- Autorzy projektu chcieli w ten sposób zabezpieczyć najbiedniejszych świadczeniobiorców przed egzekucją komorniczą, w praktyce uniemożliwiliby najniżej uposażonym emerytom i rencistom dostęp do kredytów i skazaliby takie osoby na korzystanie z usług parabankowych - mówi posłanka Mrzygłocka.
Najbardziej kontrowersyjnym rozwiązaniem zawartym w projekcie jest ustanowienie kwoty wolnej od egzekucji w przypadku należności egzekwowanych na podstawie tytułów wykonawczych na poziomie 100% kwoty najniższej emerytury lub renty (obecnie jest to 50%.) Wnioskodawcy wskazywali, że kwota około 350 złotych, która zostaje świadczeniobiorcy po egzekucji, nie pozwala na zaspokojenie podstawowych potrzeb życiowych.

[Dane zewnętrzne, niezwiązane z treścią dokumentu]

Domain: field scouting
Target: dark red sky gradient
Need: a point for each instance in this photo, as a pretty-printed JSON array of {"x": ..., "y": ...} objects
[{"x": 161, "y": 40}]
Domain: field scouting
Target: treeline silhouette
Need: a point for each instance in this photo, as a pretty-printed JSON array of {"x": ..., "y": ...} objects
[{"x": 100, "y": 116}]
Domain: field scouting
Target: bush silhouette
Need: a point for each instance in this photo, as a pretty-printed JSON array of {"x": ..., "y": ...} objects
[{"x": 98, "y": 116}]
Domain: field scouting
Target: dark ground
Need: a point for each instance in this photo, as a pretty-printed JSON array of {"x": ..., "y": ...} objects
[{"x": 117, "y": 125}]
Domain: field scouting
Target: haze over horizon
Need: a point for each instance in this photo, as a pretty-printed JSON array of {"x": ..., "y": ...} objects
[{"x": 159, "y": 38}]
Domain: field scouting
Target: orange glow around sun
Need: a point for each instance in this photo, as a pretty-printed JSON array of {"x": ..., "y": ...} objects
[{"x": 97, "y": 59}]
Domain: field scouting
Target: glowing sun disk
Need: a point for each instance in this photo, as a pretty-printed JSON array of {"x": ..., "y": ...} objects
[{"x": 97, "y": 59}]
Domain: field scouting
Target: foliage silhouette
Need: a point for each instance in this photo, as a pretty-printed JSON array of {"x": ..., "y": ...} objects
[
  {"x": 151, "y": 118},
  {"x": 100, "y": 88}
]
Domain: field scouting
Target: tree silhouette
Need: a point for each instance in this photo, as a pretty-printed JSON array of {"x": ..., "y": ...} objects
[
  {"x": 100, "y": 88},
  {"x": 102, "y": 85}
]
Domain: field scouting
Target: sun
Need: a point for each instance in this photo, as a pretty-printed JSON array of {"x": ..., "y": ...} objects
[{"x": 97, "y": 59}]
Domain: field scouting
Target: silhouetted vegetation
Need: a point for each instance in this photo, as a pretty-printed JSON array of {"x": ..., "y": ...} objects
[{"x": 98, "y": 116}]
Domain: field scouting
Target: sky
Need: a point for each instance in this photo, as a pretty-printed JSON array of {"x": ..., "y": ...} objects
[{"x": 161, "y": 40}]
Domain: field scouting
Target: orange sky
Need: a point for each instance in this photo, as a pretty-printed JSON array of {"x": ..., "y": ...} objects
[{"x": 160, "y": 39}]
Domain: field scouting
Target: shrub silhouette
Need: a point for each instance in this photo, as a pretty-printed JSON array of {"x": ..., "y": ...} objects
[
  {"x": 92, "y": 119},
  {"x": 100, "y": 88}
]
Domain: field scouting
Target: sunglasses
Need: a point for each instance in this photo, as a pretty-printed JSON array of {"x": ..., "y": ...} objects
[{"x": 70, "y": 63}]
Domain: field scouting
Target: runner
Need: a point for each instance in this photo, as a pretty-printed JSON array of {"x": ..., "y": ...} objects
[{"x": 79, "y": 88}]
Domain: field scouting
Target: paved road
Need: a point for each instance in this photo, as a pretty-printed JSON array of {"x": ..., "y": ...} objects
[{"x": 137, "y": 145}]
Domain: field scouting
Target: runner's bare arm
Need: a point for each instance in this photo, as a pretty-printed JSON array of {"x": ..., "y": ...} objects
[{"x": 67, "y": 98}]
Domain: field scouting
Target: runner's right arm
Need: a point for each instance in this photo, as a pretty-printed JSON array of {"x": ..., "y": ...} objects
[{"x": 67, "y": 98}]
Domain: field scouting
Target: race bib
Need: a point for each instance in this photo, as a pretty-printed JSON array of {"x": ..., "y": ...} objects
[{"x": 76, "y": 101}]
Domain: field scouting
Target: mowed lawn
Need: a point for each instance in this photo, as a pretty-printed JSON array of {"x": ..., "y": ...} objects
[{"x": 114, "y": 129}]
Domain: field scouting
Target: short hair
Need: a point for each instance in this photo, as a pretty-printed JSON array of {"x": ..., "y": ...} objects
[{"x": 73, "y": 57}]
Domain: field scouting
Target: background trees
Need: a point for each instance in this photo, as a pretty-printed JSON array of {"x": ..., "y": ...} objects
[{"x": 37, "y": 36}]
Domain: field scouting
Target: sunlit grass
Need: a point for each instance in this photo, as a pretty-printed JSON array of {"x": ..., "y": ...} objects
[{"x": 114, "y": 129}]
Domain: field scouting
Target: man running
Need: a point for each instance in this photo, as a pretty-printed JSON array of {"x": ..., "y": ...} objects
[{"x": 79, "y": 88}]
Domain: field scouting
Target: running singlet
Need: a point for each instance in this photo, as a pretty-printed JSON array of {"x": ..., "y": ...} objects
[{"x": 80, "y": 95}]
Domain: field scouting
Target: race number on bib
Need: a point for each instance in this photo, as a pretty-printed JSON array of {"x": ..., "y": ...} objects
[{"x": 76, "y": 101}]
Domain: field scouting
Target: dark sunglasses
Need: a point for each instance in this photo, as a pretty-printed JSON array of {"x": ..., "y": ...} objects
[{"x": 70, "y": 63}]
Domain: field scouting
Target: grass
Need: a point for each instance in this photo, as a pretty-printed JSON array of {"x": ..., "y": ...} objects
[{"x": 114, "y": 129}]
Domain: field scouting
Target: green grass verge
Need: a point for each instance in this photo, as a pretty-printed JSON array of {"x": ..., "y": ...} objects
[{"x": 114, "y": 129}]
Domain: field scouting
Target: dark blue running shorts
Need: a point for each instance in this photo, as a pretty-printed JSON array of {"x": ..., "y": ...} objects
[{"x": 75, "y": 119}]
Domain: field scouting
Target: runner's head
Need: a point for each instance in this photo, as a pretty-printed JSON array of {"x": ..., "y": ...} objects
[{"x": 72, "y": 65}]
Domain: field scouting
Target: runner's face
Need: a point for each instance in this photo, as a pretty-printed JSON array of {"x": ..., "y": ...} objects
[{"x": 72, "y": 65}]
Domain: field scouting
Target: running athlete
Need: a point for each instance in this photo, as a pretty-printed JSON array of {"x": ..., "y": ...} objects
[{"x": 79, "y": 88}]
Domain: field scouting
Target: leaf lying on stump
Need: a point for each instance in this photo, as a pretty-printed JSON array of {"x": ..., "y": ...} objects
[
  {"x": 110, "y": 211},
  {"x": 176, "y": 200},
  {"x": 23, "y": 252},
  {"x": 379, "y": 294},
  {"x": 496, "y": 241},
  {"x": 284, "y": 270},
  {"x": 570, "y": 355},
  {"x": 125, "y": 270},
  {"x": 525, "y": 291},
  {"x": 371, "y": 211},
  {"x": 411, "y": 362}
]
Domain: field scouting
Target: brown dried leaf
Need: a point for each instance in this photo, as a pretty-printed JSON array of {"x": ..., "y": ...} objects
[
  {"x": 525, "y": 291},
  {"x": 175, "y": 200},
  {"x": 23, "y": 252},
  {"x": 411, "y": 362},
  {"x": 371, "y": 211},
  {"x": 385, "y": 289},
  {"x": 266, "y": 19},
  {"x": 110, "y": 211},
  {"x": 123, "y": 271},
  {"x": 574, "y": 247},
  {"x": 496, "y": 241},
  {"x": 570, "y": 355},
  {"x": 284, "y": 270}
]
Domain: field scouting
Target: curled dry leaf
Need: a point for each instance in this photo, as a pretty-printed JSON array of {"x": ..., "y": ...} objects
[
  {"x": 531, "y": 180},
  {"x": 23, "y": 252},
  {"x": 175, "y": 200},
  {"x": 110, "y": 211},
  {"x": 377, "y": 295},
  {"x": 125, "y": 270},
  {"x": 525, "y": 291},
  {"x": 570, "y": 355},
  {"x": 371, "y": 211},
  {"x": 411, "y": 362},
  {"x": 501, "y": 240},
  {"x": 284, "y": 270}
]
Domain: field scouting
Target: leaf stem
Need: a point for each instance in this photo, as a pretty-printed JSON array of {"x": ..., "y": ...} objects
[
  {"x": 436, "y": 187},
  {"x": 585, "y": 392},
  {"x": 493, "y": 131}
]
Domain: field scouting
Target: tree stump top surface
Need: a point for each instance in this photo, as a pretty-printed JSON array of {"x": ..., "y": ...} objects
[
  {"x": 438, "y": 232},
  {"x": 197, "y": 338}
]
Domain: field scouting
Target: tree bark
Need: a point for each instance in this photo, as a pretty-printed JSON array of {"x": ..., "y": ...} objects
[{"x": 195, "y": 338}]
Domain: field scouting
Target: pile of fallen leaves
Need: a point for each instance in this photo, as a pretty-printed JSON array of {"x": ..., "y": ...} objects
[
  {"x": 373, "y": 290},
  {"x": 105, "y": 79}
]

- Brak możliwości egzekucji długów ze świadczeń emerytów i rencistów otrzymujących najniższe świadczenia spowoduje, że zostaną oni pozbawieni zdolności kredytowej. Banki nie będą udzielać pożyczek takim osobom, a to w konsekwencji skaże je na konieczność korzystania z usług instytucji parabankowych, gdzie oprocentowanie jest bardzo wysokie. W ten sposób zamiast pomóc najuboższym, te rozwiązania wywołałyby odwrotny skutek - uważa posłanka.